Araki bir manga sanatçısı olarak çok ilginç bir kişiliğe sahip. Hem tarih, hem moda, hem de Amerika’lı sanatçı ve oyunculardan etkilenen Araki, verdiği bir söyleşide, Jotaro Kujo’yu yaratırken Clint Eastwood’dan etkilendiğinden bahsetmişti. Hatta Jojo’nun yirmi beşinci yılı şerefine Clint Eastwood’la buluşan Araki, ona Jotaro çizimini sunarken, Clint de Araki için Jotaro’nun pozunu vermiştir.
Araki’nin Stand adını verdiği doğa üstü güçler, serinin üçüncü bölümü olan ‘Stardust Crusaders’da ortaya çıkıyorlar. İlk iki bölümde Hamon isimli bir dövüş tarzı ile savaşan karakterlerimiz, üçüncü sezon itibari ile Stand isimli güçlerini kullanıyorlar.
Stand, bir kimsenin kişiliğine bağlı olarak ortaya çıkan ve o kişiyi temsil eden doğa üstü benliği, ruhu olarak açıklanabilir. Shin Megami Tensei: Persona serisindeki ‘Persona’ ismiyle adlandırdığımız bu ruhani varlıklar da Stand’lardan esinlenerek yaratılmıştır ve birbirlerine fazlasıyla benzerler.
Jojo’s Bizarre Adventure’un hikayesi 1880’lerde başlayarak günümüze kadar devam etmesiyle birlikte tarihi ve farklı dönemleri de bizlere sunuyor. Kimi zaman karşımıza İtalyan mafyaları, kimi zaman kovboylar, kimi zaman da Naziler karşımıza çıkıyor ve Jojo’ların maceralarını ilginç kılıyor. Eğer, kafanızda ‘acaba seri kendini tekrarlıyor mu?’ sorusu varsa onunda cevabını sizlere vermek istiyorum. Konu olarak her bölüm farklı işlense de, Joestar ailesinin bitmeyen çekişmesini, lanetini izliyor ve okuyoruz. Belki de Joestar’lar hayatta olduğu sürece, bu çekişme olduğu gibi devam edecek.

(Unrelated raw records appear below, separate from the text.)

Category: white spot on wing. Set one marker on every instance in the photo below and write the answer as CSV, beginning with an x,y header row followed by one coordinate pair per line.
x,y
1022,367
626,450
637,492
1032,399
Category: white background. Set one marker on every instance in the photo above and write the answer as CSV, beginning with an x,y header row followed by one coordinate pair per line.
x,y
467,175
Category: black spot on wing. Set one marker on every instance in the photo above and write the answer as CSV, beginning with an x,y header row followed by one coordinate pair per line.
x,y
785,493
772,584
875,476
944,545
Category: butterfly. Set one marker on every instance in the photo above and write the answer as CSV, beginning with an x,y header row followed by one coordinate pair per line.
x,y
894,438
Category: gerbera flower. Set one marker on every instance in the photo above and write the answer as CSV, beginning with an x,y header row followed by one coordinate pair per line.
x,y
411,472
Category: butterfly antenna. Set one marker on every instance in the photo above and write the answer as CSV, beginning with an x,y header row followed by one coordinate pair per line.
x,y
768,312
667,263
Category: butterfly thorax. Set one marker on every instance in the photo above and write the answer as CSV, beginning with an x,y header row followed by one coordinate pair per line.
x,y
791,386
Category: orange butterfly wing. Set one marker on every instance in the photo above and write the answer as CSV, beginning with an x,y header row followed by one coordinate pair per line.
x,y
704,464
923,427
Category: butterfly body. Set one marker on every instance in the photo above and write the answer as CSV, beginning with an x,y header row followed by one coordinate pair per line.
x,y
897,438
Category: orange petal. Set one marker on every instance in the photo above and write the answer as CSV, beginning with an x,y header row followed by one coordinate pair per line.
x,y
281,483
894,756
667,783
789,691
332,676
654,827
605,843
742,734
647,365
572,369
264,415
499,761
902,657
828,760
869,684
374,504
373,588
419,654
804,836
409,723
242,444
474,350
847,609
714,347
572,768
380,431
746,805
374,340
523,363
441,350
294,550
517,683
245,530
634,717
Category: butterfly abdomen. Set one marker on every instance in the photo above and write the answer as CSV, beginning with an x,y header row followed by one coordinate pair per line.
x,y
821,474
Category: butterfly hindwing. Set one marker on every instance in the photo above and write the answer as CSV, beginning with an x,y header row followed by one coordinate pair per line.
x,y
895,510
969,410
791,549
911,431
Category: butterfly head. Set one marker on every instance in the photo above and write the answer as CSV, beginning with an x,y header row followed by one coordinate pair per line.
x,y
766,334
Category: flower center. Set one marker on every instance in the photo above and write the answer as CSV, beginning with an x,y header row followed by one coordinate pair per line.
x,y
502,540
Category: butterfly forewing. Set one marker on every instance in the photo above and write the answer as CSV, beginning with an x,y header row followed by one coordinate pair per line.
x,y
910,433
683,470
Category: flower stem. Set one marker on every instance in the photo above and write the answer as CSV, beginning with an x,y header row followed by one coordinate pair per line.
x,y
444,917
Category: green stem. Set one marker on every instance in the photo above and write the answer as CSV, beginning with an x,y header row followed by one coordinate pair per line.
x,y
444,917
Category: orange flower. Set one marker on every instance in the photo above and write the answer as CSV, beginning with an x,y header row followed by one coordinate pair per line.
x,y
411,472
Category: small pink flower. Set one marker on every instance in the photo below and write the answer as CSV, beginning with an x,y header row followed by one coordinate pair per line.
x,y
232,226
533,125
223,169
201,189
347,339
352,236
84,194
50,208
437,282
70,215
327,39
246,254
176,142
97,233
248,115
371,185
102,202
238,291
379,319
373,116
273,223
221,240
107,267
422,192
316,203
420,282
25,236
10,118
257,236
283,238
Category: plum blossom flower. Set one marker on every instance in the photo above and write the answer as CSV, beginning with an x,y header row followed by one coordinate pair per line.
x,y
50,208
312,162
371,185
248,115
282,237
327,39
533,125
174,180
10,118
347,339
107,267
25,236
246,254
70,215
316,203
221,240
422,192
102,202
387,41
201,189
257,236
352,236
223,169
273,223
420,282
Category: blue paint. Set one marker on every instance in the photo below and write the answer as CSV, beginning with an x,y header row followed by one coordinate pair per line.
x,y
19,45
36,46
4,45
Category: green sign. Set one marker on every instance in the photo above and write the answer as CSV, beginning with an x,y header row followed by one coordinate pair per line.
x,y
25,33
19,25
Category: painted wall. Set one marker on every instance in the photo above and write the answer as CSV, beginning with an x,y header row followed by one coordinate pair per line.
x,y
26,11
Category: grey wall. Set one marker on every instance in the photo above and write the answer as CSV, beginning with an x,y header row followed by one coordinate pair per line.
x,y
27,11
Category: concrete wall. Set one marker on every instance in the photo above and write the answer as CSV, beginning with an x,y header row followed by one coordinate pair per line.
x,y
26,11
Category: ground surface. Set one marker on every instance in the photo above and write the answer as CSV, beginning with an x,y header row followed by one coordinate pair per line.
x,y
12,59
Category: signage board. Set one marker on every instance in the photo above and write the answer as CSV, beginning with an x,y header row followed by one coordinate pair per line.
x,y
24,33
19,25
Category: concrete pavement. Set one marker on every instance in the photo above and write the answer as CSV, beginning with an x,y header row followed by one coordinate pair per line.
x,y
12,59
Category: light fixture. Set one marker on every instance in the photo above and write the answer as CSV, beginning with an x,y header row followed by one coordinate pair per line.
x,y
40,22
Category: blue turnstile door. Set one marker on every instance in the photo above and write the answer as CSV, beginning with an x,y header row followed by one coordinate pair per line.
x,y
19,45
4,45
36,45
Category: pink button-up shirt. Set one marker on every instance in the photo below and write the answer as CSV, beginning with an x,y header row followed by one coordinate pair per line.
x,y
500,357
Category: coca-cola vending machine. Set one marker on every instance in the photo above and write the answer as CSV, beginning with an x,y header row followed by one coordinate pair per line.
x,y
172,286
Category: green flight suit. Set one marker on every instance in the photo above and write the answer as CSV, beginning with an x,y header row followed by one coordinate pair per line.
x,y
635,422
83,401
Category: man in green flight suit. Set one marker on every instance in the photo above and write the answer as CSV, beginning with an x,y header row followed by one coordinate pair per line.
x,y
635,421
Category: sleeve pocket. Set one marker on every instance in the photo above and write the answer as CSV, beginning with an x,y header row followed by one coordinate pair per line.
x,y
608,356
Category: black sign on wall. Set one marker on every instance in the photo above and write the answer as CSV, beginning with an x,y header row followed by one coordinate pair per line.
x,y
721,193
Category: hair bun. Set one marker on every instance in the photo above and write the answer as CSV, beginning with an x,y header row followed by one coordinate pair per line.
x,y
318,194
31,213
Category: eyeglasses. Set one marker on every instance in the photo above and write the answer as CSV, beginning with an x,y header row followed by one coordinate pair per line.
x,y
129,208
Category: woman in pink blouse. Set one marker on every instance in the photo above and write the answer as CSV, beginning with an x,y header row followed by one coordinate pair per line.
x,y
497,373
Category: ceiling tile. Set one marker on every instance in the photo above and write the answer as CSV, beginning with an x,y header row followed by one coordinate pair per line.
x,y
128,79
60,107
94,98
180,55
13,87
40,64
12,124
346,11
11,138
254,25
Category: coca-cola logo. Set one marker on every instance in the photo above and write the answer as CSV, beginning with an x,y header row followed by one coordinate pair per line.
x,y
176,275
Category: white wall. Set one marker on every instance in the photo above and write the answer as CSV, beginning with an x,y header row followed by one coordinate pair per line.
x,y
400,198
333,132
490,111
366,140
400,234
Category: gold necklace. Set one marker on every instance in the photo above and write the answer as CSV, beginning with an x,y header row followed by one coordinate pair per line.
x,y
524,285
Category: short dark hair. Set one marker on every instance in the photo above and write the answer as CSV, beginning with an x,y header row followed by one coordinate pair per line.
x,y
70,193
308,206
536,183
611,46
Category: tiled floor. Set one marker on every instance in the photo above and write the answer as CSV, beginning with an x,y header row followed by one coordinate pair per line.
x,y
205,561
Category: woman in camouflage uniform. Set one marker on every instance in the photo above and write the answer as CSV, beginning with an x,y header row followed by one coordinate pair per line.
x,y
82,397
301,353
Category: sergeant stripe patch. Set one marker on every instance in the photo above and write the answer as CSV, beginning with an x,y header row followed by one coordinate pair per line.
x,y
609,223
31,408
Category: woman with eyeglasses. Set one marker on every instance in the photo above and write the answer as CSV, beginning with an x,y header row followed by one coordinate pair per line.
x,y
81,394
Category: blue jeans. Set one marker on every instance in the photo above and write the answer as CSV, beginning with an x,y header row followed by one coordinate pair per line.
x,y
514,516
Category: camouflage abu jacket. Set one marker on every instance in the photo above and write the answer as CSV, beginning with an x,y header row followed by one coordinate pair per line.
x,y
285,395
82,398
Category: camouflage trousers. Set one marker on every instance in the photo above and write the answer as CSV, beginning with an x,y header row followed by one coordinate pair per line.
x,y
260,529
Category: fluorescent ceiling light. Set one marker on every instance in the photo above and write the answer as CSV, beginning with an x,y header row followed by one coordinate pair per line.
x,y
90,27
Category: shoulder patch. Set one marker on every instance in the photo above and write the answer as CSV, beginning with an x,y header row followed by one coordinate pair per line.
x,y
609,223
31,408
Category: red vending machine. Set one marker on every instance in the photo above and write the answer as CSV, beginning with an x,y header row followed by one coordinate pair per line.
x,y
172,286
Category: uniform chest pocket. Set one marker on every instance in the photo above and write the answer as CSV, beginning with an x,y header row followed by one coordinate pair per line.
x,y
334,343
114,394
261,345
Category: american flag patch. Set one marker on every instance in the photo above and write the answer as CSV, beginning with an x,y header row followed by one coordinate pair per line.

Stardust Crusaders’ın da animesi biten Jojo’nun dördüncü sezonu olan ‘Diamond is Unbreakable’ın animesinin geleceği geçtiğimiz aylarda onaylanmıştı. 1999’da geçen ve Josuke Higashikata’yı konu alan Diamond is Unbreakable’ın 2016’da ya da en geç 2017’de izleyicilerle buluşması planlanıyor. Şimdilik, bizim için en iyi teselli, Aralık’ın 18’inde PlayStation 4 ve PlayStation 3 için satışa sunulacak olan Jojo’nun Eyes of Heaven isimli oyunu. Bir an önce alıp, oyuna gömülüp karşınıza incelemesi ile çıkmayı canı gönülden istiyorum. Jojo normal bir seri değil, adı üstünde ya zaten. Garip!
Jojo’s Bizarre Adventure’ı tüm manga ve anime severlere tavsiye ediyorum. Hatta anime & manga sevmiyorsanız, çizgi roman veya dizi seviyorsanız dahi bir şans vermenizde fayda var, lakin göründüğü üzere Jojo’s Bizarre Adventure tipik bir shounen, hatta anime/manga değil. Anime olarak toplamda 74 bölüm olan Jojo’s Bizarre Adventure sizlere ilk üç bölümü yepyeni çizim ve renklendirme ile sunarken kendini yavaşça sizlere sevdirecek.